There exists inconsistencies in some entries due to the redacted nature of the files but an attempt has been made to retain as much information as possible.
The code used to produce this .xlsx can be obtained here.
adID: The ad identification number provided in the original PDF
adText: The text contained in the advert in the original PDF (In a small number of cases, they had to be manually imputed due to detection issues)
adSpend: The amount spent (in Roubles) to boost the reach of the advertisement
adLP: Landing pages associated with the ad
adImpress: Number of impressions made by the ad
adClicks: Number of clicks received
adCreation: Date and time that the advertisement was originally posted
groups: Targetted groups based on identity, likes as well as other biodata
adLocation_cleaned: Cities and states targeted by the advertisement
adStates: States targeted
adDate: Date (in proper lubridate format) that the advert was posted
A small number of entries in certain columns will spillover and it is an issue that is still currently being resolved.
This project is part of my thesis looking at the application of active measures to influence public policy.
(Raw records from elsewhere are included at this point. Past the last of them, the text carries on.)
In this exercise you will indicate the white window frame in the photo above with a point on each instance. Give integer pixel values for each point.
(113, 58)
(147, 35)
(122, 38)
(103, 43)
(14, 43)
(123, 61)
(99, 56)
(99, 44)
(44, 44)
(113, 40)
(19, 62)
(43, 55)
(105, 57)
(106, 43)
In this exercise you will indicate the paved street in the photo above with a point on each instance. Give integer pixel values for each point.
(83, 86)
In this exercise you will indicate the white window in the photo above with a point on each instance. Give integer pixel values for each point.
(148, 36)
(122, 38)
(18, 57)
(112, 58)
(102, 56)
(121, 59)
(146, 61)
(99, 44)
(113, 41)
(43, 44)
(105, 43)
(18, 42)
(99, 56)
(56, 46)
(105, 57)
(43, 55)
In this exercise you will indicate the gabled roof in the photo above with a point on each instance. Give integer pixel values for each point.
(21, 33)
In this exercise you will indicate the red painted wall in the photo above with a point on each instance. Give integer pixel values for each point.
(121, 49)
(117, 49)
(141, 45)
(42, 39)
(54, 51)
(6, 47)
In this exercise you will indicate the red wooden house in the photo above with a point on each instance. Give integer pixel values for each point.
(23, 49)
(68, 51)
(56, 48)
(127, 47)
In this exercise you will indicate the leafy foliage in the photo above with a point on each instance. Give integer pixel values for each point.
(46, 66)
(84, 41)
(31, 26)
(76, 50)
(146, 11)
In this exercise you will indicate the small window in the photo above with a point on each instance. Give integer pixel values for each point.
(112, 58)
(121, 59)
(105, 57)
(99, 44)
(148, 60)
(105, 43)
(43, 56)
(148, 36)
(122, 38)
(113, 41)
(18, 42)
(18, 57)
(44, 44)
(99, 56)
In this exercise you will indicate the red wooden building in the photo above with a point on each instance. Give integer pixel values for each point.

Will eventually upload some visualisations using the data here as well!
The adverts were categorised into 5 types of adverts using LDA (created from .xlsx i a separate process, script to be made available). These 5 distinct classes were posts targeted at:
Right-wing themes
African-American history
Generic marketing adverts
Institutional discrimination
Latin-American themes
The lines are as follows: Group 1 (Red), Group 2 (Blue), Group 3 (Green), Group 4 (Purple) and Group 5 (Pink).
More importantly, I hope the data is helpful in producing more insights into the topic.